Seneviratne began her investment career in Asia and has led public IPOs, worked on public asset privatisations and advised company boards on corporate governance. Prior to joining CalSTRS, she worked for nine years at California Public Employees’ Retirement System, working on real estate and natural resources assets. At CalSTRS, she worked in private equity before leading the infrastructure programme.
CalSTRS has committed a total of $2.2 billion to infrastructure, although its portfolio had a market value of $1.2 billion as at 31 March, according to CalSTRS documents. The pension has made no new commitments to infrastructure during the first quarter of this year.
Last year, however, CalSTRS made a significant commitment to French fund manager Ardian’s fourth infrastructure vehicle, helping it reach its €2.65 billion revised hard-cap. Sources told Infrastructure Investor at the time that Ardian had been ready to close the fund last September, but that the closing ended up being extended to accommodate the Californian pension, which reportedly had to validate the commitment through a lengthy internal process.

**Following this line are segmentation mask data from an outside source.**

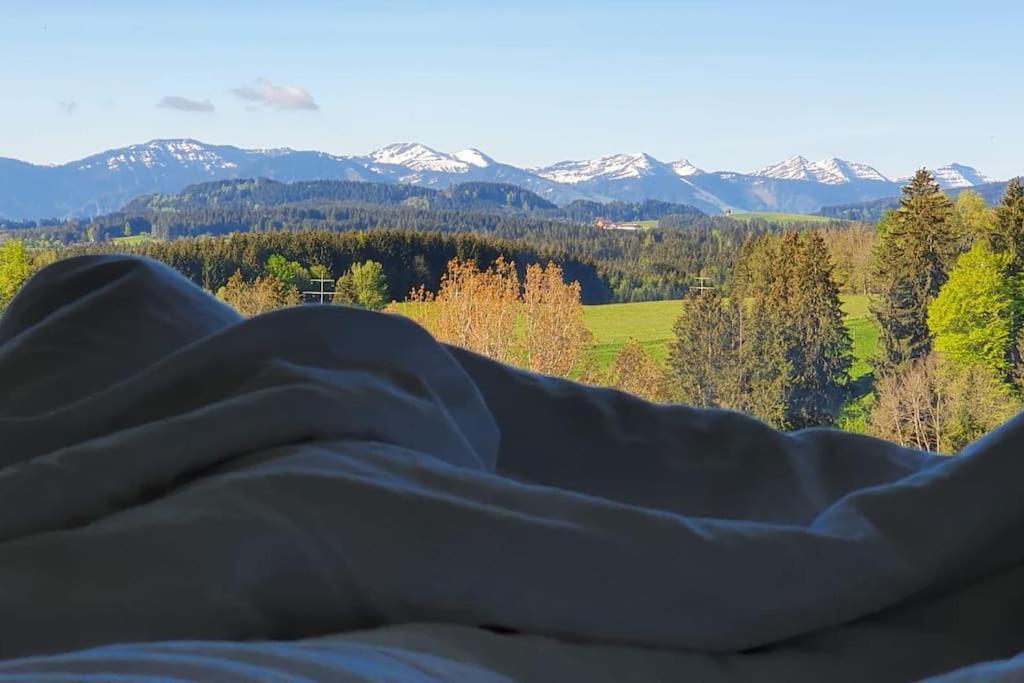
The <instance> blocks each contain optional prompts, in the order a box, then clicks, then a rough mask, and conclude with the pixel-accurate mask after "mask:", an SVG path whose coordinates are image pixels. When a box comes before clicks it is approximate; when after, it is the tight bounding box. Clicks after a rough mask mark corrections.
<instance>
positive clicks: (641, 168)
mask: <svg viewBox="0 0 1024 683" xmlns="http://www.w3.org/2000/svg"><path fill="white" fill-rule="evenodd" d="M662 165H663V164H662V162H659V161H657V160H656V159H654V158H653V157H651V156H650V155H647V154H644V153H637V154H631V155H607V156H605V157H599V158H597V159H591V160H588V161H564V162H560V163H558V164H555V165H554V166H549V167H547V168H541V169H537V171H536V173H537V174H538V175H540V176H541V177H544V178H547V179H548V180H554V181H555V182H564V183H568V184H578V183H581V182H585V181H587V180H593V179H595V178H601V179H604V180H624V179H628V178H640V177H643V176H646V175H650V174H651V173H652V172H653V169H654V168H655V167H657V166H662Z"/></svg>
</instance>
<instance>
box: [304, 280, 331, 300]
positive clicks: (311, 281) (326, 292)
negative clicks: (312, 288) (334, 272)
mask: <svg viewBox="0 0 1024 683" xmlns="http://www.w3.org/2000/svg"><path fill="white" fill-rule="evenodd" d="M309 282H311V283H319V286H321V288H319V291H318V292H303V293H302V296H306V295H307V294H308V295H310V296H319V298H321V303H324V297H326V296H330V297H331V300H332V301H334V295H335V291H334V290H331V291H330V292H328V291H327V290H325V289H324V284H325V283H332V284H333V283H334V281H333V280H325V279H317V280H310V281H309Z"/></svg>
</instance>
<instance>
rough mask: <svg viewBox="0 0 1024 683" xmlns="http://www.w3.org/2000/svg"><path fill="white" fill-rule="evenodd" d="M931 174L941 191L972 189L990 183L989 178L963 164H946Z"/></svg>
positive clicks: (935, 169) (937, 168) (977, 169)
mask: <svg viewBox="0 0 1024 683" xmlns="http://www.w3.org/2000/svg"><path fill="white" fill-rule="evenodd" d="M932 174H933V175H935V180H936V181H937V182H938V183H939V186H940V187H942V188H943V189H954V188H959V187H974V186H975V185H983V184H985V183H986V182H991V180H990V179H989V178H987V177H985V176H984V175H982V174H981V173H979V172H978V169H976V168H972V167H970V166H965V165H963V164H947V165H946V166H943V167H942V168H937V169H935V170H933V171H932Z"/></svg>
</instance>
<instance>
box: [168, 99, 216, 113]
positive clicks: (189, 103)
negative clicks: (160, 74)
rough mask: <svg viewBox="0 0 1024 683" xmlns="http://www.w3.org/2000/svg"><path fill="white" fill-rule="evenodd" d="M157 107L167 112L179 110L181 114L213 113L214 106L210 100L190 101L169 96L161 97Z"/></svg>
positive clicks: (195, 99)
mask: <svg viewBox="0 0 1024 683" xmlns="http://www.w3.org/2000/svg"><path fill="white" fill-rule="evenodd" d="M157 106H160V108H161V109H165V110H177V111H179V112H213V111H214V109H215V108H214V105H213V102H211V101H210V100H209V99H202V100H200V99H189V98H188V97H179V96H178V95H167V96H165V97H161V99H160V101H159V102H157Z"/></svg>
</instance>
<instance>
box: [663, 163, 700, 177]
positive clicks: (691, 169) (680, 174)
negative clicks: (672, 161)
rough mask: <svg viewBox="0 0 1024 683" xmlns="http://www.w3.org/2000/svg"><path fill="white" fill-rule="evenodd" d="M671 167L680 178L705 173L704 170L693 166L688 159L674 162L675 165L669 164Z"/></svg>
mask: <svg viewBox="0 0 1024 683" xmlns="http://www.w3.org/2000/svg"><path fill="white" fill-rule="evenodd" d="M669 166H671V167H672V170H673V171H675V172H676V175H679V176H682V177H686V176H688V175H696V174H698V173H703V170H702V169H699V168H697V167H696V166H694V165H693V164H691V163H690V162H689V161H687V160H686V159H680V160H679V161H677V162H673V163H671V164H669Z"/></svg>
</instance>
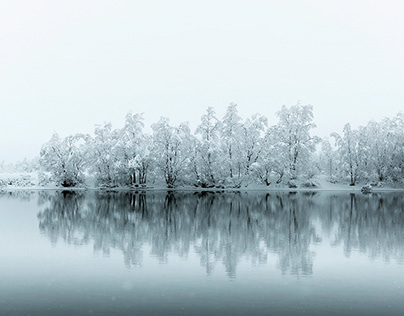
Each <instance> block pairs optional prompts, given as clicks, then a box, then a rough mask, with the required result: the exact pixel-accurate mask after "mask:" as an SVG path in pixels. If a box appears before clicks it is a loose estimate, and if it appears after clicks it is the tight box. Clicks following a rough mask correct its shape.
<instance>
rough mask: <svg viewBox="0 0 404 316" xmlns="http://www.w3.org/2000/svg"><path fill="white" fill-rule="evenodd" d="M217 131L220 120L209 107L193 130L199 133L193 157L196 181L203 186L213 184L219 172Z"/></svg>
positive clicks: (197, 133) (219, 126)
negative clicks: (196, 147) (197, 126)
mask: <svg viewBox="0 0 404 316" xmlns="http://www.w3.org/2000/svg"><path fill="white" fill-rule="evenodd" d="M219 132H220V121H219V120H218V119H217V117H216V113H215V111H214V109H213V108H212V107H209V108H208V109H207V111H206V114H204V115H203V116H202V118H201V124H200V125H199V126H198V127H197V129H196V131H195V134H197V135H200V142H199V146H198V148H197V149H196V150H197V152H196V154H197V156H196V157H195V166H196V173H197V181H198V182H200V183H201V185H203V186H204V185H208V184H215V183H216V181H217V178H216V176H219V174H220V173H221V172H220V169H221V166H220V165H219V155H220V144H219V135H220V134H219ZM219 177H220V176H219Z"/></svg>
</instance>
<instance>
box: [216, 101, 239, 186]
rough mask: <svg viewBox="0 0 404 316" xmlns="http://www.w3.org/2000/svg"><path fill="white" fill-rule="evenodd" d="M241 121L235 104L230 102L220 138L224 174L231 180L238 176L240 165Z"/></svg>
mask: <svg viewBox="0 0 404 316" xmlns="http://www.w3.org/2000/svg"><path fill="white" fill-rule="evenodd" d="M241 122H242V119H241V117H240V116H239V115H238V111H237V104H235V103H230V105H229V106H228V107H227V110H226V113H225V115H224V117H223V119H222V124H221V129H220V138H221V146H222V161H223V166H224V169H225V170H224V176H225V177H228V178H230V180H233V177H237V178H239V175H240V173H241V166H240V163H239V157H240V156H241V153H240V149H241V138H240V136H241V126H242V125H241Z"/></svg>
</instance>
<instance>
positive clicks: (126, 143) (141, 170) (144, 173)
mask: <svg viewBox="0 0 404 316" xmlns="http://www.w3.org/2000/svg"><path fill="white" fill-rule="evenodd" d="M143 121H144V119H143V115H142V114H134V115H132V114H131V113H128V114H127V115H126V119H125V126H124V127H123V129H122V130H121V136H120V139H119V146H120V147H121V150H122V157H121V159H122V161H121V168H122V169H123V170H122V172H123V173H124V174H125V177H126V181H125V182H126V183H127V184H136V183H139V184H145V183H146V180H147V173H148V170H149V167H150V163H151V157H150V144H151V139H150V137H149V136H148V135H145V134H143V127H144V123H143Z"/></svg>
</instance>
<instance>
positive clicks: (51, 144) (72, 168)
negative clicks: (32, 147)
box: [39, 133, 89, 187]
mask: <svg viewBox="0 0 404 316" xmlns="http://www.w3.org/2000/svg"><path fill="white" fill-rule="evenodd" d="M87 142H88V135H84V134H76V135H70V136H67V137H65V138H60V137H59V135H58V134H57V133H54V134H53V136H52V138H51V139H50V140H49V142H47V143H45V144H44V145H43V146H42V148H41V152H40V159H39V163H40V165H41V167H42V168H43V170H44V171H45V172H49V173H50V174H51V178H50V180H52V181H54V182H55V183H56V184H57V185H61V186H64V187H73V186H77V185H79V184H82V183H83V182H84V171H85V167H86V165H87V164H88V162H89V159H88V155H87V146H86V145H87Z"/></svg>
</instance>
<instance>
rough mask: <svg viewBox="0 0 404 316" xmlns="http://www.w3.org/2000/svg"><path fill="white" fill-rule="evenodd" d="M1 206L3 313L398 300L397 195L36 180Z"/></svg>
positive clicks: (273, 306)
mask: <svg viewBox="0 0 404 316" xmlns="http://www.w3.org/2000/svg"><path fill="white" fill-rule="evenodd" d="M0 205H1V208H0V210H1V211H0V217H1V223H2V224H1V230H0V237H1V240H2V241H1V243H0V245H1V247H0V248H2V249H3V251H2V253H1V264H0V267H1V268H2V269H1V271H2V272H1V273H0V276H1V279H2V280H4V282H2V285H0V303H1V305H2V306H5V308H6V309H5V310H6V312H7V313H6V315H19V314H24V313H25V314H27V313H28V312H29V313H31V314H32V315H40V314H41V315H46V314H48V315H51V314H54V313H58V314H63V313H65V314H66V315H67V314H72V313H74V314H77V315H80V314H82V315H86V314H91V313H94V314H97V315H100V314H101V315H104V314H105V315H107V314H111V313H113V314H119V315H126V314H130V313H132V314H133V313H136V312H138V313H140V314H147V315H149V314H159V313H160V314H161V313H163V314H166V315H167V314H173V315H174V314H184V315H185V314H190V313H192V314H195V315H206V314H217V315H219V314H221V315H227V314H229V315H230V314H236V315H237V314H240V315H241V314H252V315H261V314H262V315H267V314H268V312H269V311H270V312H272V313H274V314H288V315H293V314H301V313H304V312H306V313H310V314H318V315H320V314H324V313H325V312H327V313H331V314H333V313H334V314H352V313H357V312H366V313H368V314H374V315H376V314H380V313H384V314H391V315H395V314H397V313H398V312H399V311H400V310H402V308H403V307H404V305H403V303H402V299H401V298H402V296H403V294H404V278H403V274H402V269H403V264H404V196H403V195H402V193H394V192H391V193H377V194H371V195H362V194H353V193H346V192H341V193H333V192H308V193H304V192H297V193H291V192H290V193H289V192H271V193H257V192H255V193H254V192H249V193H242V192H237V193H236V192H234V193H210V192H199V193H190V192H147V193H146V192H144V193H133V192H109V193H108V192H100V191H93V192H73V191H63V192H55V191H43V192H38V193H29V192H15V193H7V194H3V195H1V197H0ZM6 271H7V272H6Z"/></svg>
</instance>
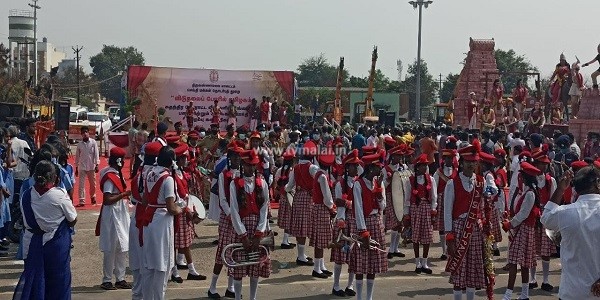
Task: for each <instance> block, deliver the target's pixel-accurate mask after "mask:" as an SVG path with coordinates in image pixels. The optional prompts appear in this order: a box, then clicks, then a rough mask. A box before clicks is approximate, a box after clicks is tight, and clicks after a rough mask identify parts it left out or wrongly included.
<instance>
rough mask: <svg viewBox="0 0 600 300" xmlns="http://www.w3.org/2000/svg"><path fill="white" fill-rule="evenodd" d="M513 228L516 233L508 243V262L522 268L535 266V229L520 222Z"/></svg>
mask: <svg viewBox="0 0 600 300" xmlns="http://www.w3.org/2000/svg"><path fill="white" fill-rule="evenodd" d="M513 230H514V231H515V232H516V234H515V236H514V237H513V239H512V241H511V242H510V244H509V245H508V263H509V264H516V265H520V266H521V267H523V268H531V267H535V265H536V262H535V247H534V243H535V229H534V228H533V227H531V226H527V225H525V224H521V225H519V226H518V227H517V228H515V229H513Z"/></svg>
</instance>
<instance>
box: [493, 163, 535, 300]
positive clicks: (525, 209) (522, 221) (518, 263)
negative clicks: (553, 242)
mask: <svg viewBox="0 0 600 300" xmlns="http://www.w3.org/2000/svg"><path fill="white" fill-rule="evenodd" d="M539 175H542V171H540V170H539V169H538V168H536V167H534V166H533V165H531V164H529V163H527V162H522V163H520V171H519V177H520V179H521V180H522V183H523V184H522V186H520V187H518V188H517V190H516V191H515V196H514V197H513V199H511V203H510V206H509V208H510V216H511V219H510V220H508V219H505V220H504V221H502V229H503V230H504V231H506V232H508V231H510V233H509V234H510V235H511V236H512V240H511V242H510V244H509V247H508V266H509V270H508V272H509V274H508V285H507V288H506V292H505V293H504V297H503V298H502V299H503V300H510V299H512V294H513V289H514V286H515V280H516V277H517V264H518V265H519V266H521V283H522V284H521V296H520V297H519V299H529V268H531V267H533V266H535V253H534V251H535V247H532V245H534V244H535V240H534V239H535V226H536V223H537V222H538V219H539V217H540V214H541V213H540V198H539V193H538V190H537V187H536V184H537V178H536V176H539Z"/></svg>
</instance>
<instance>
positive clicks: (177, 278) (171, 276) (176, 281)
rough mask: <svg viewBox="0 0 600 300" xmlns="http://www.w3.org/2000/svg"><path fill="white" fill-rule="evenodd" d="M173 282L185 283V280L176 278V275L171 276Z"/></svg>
mask: <svg viewBox="0 0 600 300" xmlns="http://www.w3.org/2000/svg"><path fill="white" fill-rule="evenodd" d="M171 281H173V282H177V283H183V278H181V277H179V276H178V277H175V276H174V275H171Z"/></svg>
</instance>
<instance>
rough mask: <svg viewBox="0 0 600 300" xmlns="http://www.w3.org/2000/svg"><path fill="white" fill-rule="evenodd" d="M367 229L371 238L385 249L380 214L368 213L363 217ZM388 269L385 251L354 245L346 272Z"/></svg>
mask: <svg viewBox="0 0 600 300" xmlns="http://www.w3.org/2000/svg"><path fill="white" fill-rule="evenodd" d="M365 224H366V227H367V230H368V231H369V233H370V234H371V239H374V240H375V241H377V242H378V243H379V244H380V245H382V246H380V247H381V248H383V249H384V250H385V232H384V228H383V222H382V220H381V215H380V214H374V215H369V216H367V217H366V218H365ZM387 270H388V260H387V252H381V251H377V250H370V249H365V248H361V247H359V246H358V245H356V244H355V245H354V247H353V248H352V254H351V255H350V263H349V266H348V272H350V273H355V274H379V273H385V272H387Z"/></svg>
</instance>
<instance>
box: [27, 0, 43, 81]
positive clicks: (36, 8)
mask: <svg viewBox="0 0 600 300" xmlns="http://www.w3.org/2000/svg"><path fill="white" fill-rule="evenodd" d="M32 1H33V4H31V3H29V6H30V7H31V8H33V86H37V10H38V9H40V8H41V7H40V6H39V5H37V2H38V1H39V0H32ZM28 51H29V49H28ZM27 55H29V53H27ZM27 71H28V72H29V58H27Z"/></svg>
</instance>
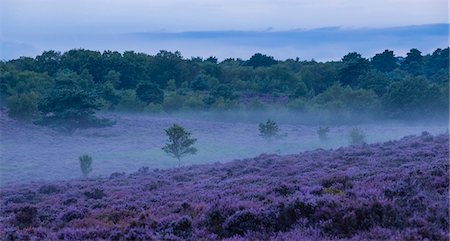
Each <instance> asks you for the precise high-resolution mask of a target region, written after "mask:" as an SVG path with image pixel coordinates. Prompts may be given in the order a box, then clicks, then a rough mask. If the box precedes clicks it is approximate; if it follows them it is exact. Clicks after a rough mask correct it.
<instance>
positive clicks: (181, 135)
mask: <svg viewBox="0 0 450 241" xmlns="http://www.w3.org/2000/svg"><path fill="white" fill-rule="evenodd" d="M166 135H167V137H168V138H169V140H168V142H167V144H166V145H165V146H164V147H163V148H162V149H163V151H164V152H166V153H167V154H168V155H170V156H173V157H175V158H176V159H177V160H178V165H181V157H183V156H185V155H188V154H191V155H194V154H196V153H197V149H196V148H195V147H193V145H194V144H195V142H197V139H195V138H191V133H190V132H188V131H186V129H184V127H182V126H180V125H177V124H173V125H172V126H171V127H170V128H168V129H166Z"/></svg>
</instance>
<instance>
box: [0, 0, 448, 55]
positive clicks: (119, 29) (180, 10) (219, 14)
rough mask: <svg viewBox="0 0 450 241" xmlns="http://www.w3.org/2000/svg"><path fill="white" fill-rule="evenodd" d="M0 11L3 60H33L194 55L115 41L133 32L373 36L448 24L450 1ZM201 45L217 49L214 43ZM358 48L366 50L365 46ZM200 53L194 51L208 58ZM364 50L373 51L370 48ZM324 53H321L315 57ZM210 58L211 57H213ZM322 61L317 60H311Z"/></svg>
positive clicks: (93, 1) (287, 4)
mask: <svg viewBox="0 0 450 241" xmlns="http://www.w3.org/2000/svg"><path fill="white" fill-rule="evenodd" d="M0 4H1V5H0V21H1V24H0V27H1V35H0V41H1V42H0V47H1V48H0V57H1V58H3V59H9V58H15V57H18V56H21V55H33V54H37V53H39V52H41V51H43V50H47V49H49V48H51V49H56V50H61V51H64V50H67V49H71V48H92V49H98V50H101V49H103V48H115V49H116V50H119V51H123V50H125V49H127V50H135V49H136V50H143V51H153V52H154V51H157V49H160V48H166V49H179V50H182V51H183V50H184V51H189V50H191V49H192V43H187V42H186V41H185V40H183V39H179V38H177V37H176V36H175V37H174V39H173V40H174V41H177V43H176V44H175V43H174V44H171V43H170V42H169V41H165V42H163V43H158V42H155V41H153V40H151V39H147V40H148V41H149V42H145V41H142V42H140V44H141V46H137V45H132V44H131V42H130V41H124V40H120V41H119V39H118V38H119V37H117V36H118V35H117V34H123V33H133V32H163V33H171V32H189V31H223V30H240V31H271V32H278V31H286V30H298V29H302V30H305V29H307V30H308V29H316V28H323V27H331V26H338V27H341V29H342V28H346V29H353V28H355V29H361V28H372V29H373V28H388V27H394V26H411V25H425V24H433V23H448V4H447V0H0ZM441 32H442V31H441ZM105 34H107V35H105ZM99 35H102V36H99ZM446 35H447V31H444V32H442V33H441V35H440V38H439V40H438V41H436V40H435V39H436V37H434V36H431V37H430V39H431V42H430V44H428V43H427V44H428V45H427V46H429V48H434V47H435V46H439V47H441V45H442V43H446V42H447V37H446ZM105 36H106V37H105ZM442 36H444V37H442ZM114 38H115V40H114ZM423 39H424V38H423V37H422V38H421V40H420V41H422V42H423ZM147 40H146V41H147ZM151 41H153V42H151ZM204 41H205V42H207V43H209V44H212V43H213V42H214V41H215V39H214V38H212V39H210V40H206V39H205V40H204ZM329 41H330V43H326V44H327V45H330V46H331V45H333V47H330V48H332V49H334V48H335V43H334V39H333V37H331V38H330V39H329ZM395 41H397V40H395ZM411 41H412V43H411V44H410V45H404V46H403V47H404V49H406V48H409V47H410V46H413V45H415V44H414V39H411ZM416 42H418V41H416ZM196 43H198V42H196ZM151 44H153V45H151ZM188 44H190V45H188ZM202 44H203V43H202ZM360 45H361V46H366V45H364V43H363V42H361V43H360ZM401 45H402V42H398V41H397V45H396V46H394V47H396V48H399V47H398V46H401ZM445 45H447V44H445ZM149 46H151V49H150V48H149ZM236 46H237V45H234V44H233V43H228V42H227V45H221V46H215V48H216V49H217V48H219V47H222V49H223V51H224V52H225V53H227V54H228V52H230V53H231V52H232V53H233V54H236V55H238V56H242V57H244V56H247V55H248V54H249V53H245V54H242V53H243V49H249V48H248V46H240V48H235V49H233V47H236ZM352 46H354V44H353V43H345V44H344V43H343V44H342V46H337V47H341V49H342V51H341V52H344V51H347V50H348V49H349V48H351V47H352ZM143 47H145V48H143ZM201 47H202V46H201V45H199V46H197V48H198V50H202V51H203V52H204V49H202V48H201ZM271 47H279V46H275V45H274V46H271ZM386 47H389V46H388V45H387V46H386ZM443 47H445V46H443ZM295 48H296V49H298V51H299V52H300V53H301V52H302V51H303V52H305V51H309V50H311V49H310V48H311V47H310V46H309V47H308V49H301V48H302V46H297V47H295ZM367 48H368V50H370V49H369V48H370V46H367ZM379 48H381V47H379ZM255 50H260V51H265V50H267V53H269V54H270V53H271V51H272V50H270V49H269V48H266V49H264V48H263V47H261V48H260V47H257V48H256V47H255ZM196 51H197V50H196ZM233 51H234V52H233ZM252 51H253V49H252ZM283 51H285V52H286V53H285V52H283ZM314 51H315V50H314ZM319 51H320V49H317V53H320V52H319ZM373 51H378V48H373V47H372V50H370V51H368V53H372V52H373ZM213 52H214V50H211V51H210V52H208V54H209V53H213ZM317 53H316V52H312V53H311V55H316V54H317ZM199 54H202V53H199ZM205 54H206V53H205ZM276 54H278V55H279V56H290V55H289V54H293V53H292V49H289V50H279V51H278V52H276ZM295 54H297V53H295ZM339 54H340V53H339ZM224 56H225V55H224ZM308 56H310V55H308ZM324 58H326V56H324Z"/></svg>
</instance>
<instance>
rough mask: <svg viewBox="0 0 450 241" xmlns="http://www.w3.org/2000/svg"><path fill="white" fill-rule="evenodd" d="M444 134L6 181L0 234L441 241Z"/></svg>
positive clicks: (175, 237) (278, 238) (201, 238)
mask: <svg viewBox="0 0 450 241" xmlns="http://www.w3.org/2000/svg"><path fill="white" fill-rule="evenodd" d="M448 158H449V138H448V135H437V136H432V135H430V134H428V133H423V134H422V135H421V136H407V137H404V138H403V139H401V140H399V141H389V142H386V143H376V144H371V145H361V146H352V147H347V148H339V149H336V150H330V151H326V150H315V151H307V152H303V153H301V154H295V155H284V156H279V155H267V154H263V155H260V156H258V157H256V158H251V159H244V160H237V161H233V162H229V163H224V164H219V163H216V164H208V165H197V166H189V167H183V168H177V169H167V170H158V169H155V170H150V169H149V168H141V169H140V170H139V171H138V172H136V173H133V174H129V175H128V174H124V173H114V174H113V175H111V177H110V178H104V179H88V180H72V181H60V182H53V183H52V182H48V183H31V184H26V185H15V186H7V187H5V188H2V190H1V194H0V202H1V206H2V209H1V214H0V236H1V237H2V238H3V239H4V240H29V239H31V240H58V239H64V240H220V239H222V240H334V239H347V240H348V239H350V240H380V239H381V240H386V239H389V240H405V239H406V240H422V239H428V240H448V231H449V230H448V226H449V203H448V196H449V176H448V168H449V159H448Z"/></svg>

CalSTRS is the US’ second-largest public pension fund, with assets totaling approximately $188.8 billion as of 31 May 2016. The pension’s inflation sensitive portfolio, of which infrastructure is a part, currently amounts to 0.8 percent of the fund’s portfolio. The majority of its holdings, 57.5 percent, are in equities, with fixed income trailing well behind it at 15.7 percent of CalsTRS’ portfolio. Real estate and private equity are the pension fund’s third- and fourth-largest holdings amounting to 12.7 percent and 10.1 percent respectively. The remainder of CalsTRS’ holdings are invested in cash (1.8 percent) and absolute return investments (1.5 percent).